Alba se acerca a él y se abraza a uno de los costados de la silla de ruedas.

—… nossssdíass.

—En realidad, no es de día —le digo—. De hecho, todavía es de noche.

—Y vosotros, ¿por qué estáis levantados si es de noche? —pregunta Alba olisqueando el aire—. Estáis preparando café; por lo tanto, es de día.

—Ah, esto es la vieja falacia que determina que el café equivale a que es de día —precisa Henry—. Tu lógica no se sostiene, colega.

—¿Qué? —pregunta Alba, a quien le enfurece equivocarse.

—Basas tu conclusión en datos equivocados; es decir, has olvidado que tus padres son unos demonios del café de primera categoría, y que es posible que nos hayamos levantado de la cama en plena noche para beber… muchísimo más café —gruñe Henry como si fuera un monstruo, quizá un demonio del café.

—Quiero café —exige Alba—. Yo también soy un demonio del café.

La niña ruge, pero Henry se la quita de encima y la deja en el suelo. Alba da la vuelta a la mesa y se lanza hacia mí.

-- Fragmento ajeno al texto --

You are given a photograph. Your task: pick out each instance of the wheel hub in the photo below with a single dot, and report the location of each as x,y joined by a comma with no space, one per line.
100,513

—¡Ruge! —me grita al oído.

Me levanto y cojo en brazos a Alba. Pesa muchísimo ya.

—Ruge tú, si quieres.

La llevo por el pasillo y la dejo caer sobre su cama, y ella grita más que ríe. El despertador de su mesita de noche marca las 4.16 horas.

—¿Lo ves? —le digo mostrándole la hora—. Es demasiado pronto para levantarse.

Tras la obligada dosis de jolgorio, Alba se mete en la cama y yo vuelvo a la cocina. Henry se las ha apañado para servir café para los dos. Vuelvo a sentarme. Hace frío.

—Clare.

—Dime.

—Cuando haya muerto… —Henry calla, desvía la mirada, respira hondo y vuelve a empezar—. He estado organizándolo todo, todos los documentos, ya sabes: el testamento, cartas dirigidas a los demás y cosas para Alba… Todo está en mi escritorio.

No logro articular palabra. Henry sigue mirándome.

—¿Cuándo? —le pregunto. Henry mueve la cabeza de derecha a izquierda—. ¿Meses, semanas, días?

—No lo sé, Clare.

Claro que lo sabe. Sé que lo sabe.

—Miraste la esquela, ¿verdad?

Henry titubea y luego asiente. Abro la boca para volver a formularle la misma pregunta, pero entonces tengo miedo.